Deutsche Bank upgraded Citigroup shares to buy from hold, noting the stock could get a boost from beaten-down levels given upcoming stress test results and a better business environment.
Citi shares are down 17 percent from their 52-week high hit in late January, underperforming Bank of America and J.P. Morgan Chase by 9 percent over this period, research analyst Matt O’Connor and his team said in a Tuesday report.
Several events ahead could help Citi, the analysts said.
First, results from annual Federal Reserve stress tests that are due June 21 and 28 “should be positive” for Citi.
Second, macroeconomic negatives such as rising U.S. rates and a stronger U.S. dollar may abate.
Third, there have been some “positive” developments in Citi’s U.S. credit card business around partnerships with Sears and Costco.
In addition, “expectations on cost efforts have been lowered enough that we don’t see further disappointment.”
Citi is scheduled to release second quarter results before the open on July 13.
The analysts also noted a “very positive” backdrop for Citi in fixed income trading, a category in which the company ranks second. The bank has also been “gaining momentum” in equities trading, the report said.
Citi also has “one of the biggest capital return stories among big banks,” since management’s plan to return at least $20 billion in capital a year in the near future represents 12 percent of the bank’s market cap, the analysts said.

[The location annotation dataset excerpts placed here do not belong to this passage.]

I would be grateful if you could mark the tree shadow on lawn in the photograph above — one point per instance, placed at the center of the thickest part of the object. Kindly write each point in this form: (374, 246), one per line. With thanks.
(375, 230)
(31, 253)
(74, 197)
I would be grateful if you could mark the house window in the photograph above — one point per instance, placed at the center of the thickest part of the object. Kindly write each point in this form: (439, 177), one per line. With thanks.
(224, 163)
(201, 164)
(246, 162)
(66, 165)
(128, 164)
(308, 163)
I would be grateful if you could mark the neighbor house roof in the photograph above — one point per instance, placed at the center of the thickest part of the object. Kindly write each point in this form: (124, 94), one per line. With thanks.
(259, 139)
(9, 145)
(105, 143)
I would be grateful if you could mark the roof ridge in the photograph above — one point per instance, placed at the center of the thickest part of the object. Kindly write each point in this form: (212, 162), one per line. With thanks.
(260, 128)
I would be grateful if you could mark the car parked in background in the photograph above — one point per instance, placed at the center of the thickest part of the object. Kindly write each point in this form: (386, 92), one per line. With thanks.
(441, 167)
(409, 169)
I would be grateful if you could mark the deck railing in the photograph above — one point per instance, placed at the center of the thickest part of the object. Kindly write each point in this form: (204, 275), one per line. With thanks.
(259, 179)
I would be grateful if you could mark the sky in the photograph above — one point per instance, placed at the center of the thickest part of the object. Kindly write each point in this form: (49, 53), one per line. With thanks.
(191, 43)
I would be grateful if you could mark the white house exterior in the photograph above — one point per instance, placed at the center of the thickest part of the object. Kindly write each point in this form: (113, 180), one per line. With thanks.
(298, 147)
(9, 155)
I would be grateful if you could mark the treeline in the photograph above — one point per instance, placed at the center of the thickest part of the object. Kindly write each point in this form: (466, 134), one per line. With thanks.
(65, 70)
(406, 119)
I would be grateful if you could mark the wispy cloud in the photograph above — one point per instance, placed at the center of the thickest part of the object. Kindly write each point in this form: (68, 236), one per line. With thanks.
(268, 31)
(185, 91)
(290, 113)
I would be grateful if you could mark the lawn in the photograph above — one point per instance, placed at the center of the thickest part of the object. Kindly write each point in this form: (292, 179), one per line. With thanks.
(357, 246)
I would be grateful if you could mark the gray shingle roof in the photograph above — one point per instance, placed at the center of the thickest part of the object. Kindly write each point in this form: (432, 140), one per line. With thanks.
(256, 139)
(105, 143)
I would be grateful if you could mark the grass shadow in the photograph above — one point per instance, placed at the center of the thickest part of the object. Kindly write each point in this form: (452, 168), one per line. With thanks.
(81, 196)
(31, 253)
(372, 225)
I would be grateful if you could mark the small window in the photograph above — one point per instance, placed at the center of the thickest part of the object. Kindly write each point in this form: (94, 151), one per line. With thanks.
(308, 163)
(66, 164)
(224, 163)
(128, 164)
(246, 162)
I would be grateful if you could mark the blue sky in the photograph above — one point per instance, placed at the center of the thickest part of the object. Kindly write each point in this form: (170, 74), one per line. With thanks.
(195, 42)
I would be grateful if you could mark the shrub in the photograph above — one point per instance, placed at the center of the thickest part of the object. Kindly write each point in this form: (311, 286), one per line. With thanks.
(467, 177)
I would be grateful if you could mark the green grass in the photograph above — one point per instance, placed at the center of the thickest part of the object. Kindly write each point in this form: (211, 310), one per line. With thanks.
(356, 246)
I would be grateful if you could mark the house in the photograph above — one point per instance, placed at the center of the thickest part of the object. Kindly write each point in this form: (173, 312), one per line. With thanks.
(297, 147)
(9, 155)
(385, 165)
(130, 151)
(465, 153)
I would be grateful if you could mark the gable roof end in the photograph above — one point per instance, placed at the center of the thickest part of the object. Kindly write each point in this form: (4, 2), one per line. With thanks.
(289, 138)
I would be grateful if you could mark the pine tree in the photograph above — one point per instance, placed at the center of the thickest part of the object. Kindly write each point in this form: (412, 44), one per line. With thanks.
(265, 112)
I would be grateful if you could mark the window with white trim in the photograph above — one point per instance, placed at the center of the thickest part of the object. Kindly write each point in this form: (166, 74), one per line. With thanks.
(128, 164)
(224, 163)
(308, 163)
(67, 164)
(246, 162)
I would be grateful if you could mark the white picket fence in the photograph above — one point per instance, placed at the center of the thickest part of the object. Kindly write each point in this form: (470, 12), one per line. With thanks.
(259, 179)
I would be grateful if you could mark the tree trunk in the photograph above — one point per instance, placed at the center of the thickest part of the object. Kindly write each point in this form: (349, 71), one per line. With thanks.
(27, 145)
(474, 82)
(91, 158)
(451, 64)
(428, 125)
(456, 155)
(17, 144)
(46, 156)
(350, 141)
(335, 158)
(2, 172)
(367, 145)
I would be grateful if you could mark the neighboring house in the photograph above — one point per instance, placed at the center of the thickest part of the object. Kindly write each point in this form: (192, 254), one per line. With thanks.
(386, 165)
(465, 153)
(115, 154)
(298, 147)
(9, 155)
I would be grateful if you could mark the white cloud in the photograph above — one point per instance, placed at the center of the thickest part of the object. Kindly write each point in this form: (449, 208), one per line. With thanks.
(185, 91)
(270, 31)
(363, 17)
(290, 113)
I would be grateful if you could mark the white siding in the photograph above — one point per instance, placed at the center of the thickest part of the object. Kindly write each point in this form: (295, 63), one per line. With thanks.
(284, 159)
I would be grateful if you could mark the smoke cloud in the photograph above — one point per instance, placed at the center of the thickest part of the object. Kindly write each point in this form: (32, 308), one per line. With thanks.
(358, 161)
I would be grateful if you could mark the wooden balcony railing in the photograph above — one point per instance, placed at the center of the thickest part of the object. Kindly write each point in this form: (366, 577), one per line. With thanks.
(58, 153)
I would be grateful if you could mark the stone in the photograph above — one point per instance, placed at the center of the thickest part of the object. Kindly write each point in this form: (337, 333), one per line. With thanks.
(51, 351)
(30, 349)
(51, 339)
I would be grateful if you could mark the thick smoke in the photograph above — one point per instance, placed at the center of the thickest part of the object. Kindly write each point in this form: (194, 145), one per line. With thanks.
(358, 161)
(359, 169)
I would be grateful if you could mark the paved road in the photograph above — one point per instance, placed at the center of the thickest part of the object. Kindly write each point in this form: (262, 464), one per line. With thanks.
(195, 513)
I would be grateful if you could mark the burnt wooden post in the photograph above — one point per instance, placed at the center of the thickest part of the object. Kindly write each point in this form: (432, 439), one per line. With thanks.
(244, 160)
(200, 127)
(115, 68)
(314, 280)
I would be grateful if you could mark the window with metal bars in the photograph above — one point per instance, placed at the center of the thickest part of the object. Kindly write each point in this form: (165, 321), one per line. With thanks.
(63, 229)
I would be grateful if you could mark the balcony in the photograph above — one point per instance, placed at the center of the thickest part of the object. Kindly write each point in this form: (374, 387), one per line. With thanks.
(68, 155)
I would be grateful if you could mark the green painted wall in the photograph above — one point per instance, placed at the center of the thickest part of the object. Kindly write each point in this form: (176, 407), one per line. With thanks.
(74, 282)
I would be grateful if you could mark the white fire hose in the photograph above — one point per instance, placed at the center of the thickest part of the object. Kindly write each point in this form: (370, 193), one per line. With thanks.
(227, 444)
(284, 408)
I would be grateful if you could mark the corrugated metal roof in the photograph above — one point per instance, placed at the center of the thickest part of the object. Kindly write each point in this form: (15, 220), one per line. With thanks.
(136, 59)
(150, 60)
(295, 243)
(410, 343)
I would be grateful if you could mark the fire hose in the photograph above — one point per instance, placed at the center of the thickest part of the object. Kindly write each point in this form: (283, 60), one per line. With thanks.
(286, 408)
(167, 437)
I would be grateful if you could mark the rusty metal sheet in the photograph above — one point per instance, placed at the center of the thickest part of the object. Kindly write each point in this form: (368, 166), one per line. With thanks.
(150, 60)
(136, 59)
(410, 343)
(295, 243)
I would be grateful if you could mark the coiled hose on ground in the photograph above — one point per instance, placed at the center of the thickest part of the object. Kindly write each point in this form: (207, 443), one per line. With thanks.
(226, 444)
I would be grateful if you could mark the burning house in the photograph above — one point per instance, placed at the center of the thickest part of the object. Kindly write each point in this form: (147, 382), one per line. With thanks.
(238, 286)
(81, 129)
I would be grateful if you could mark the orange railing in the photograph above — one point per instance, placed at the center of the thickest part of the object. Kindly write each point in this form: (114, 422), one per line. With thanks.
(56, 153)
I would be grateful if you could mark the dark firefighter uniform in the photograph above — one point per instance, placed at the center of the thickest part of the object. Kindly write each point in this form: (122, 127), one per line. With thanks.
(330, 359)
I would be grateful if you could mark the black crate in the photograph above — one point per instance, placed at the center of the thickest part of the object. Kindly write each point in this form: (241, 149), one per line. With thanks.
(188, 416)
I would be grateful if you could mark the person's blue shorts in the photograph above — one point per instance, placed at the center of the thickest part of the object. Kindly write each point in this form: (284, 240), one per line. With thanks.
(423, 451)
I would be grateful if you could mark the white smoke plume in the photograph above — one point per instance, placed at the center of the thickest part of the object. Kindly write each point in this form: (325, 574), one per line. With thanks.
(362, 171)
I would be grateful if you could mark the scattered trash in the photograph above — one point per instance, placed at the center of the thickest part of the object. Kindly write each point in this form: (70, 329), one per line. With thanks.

“Given the recent sell off in C shares and low valuation, the buybacks should matter more than they did,” they said.
Shares of Citi rose 1.5 percent in premarket trading Wednesday.
Goldman Sachs and Wells Fargo remain the Deutsche Bank analysts’ top picks. For Goldman, they expect investment banking fees to rise roughly 10 percent year-on-year, and trading to increase about 20 percent “with strength in FICC.” Wells Fargo’s financial situation makes the bank “well positioned” for the upcoming “CCAR” stress test, the report said.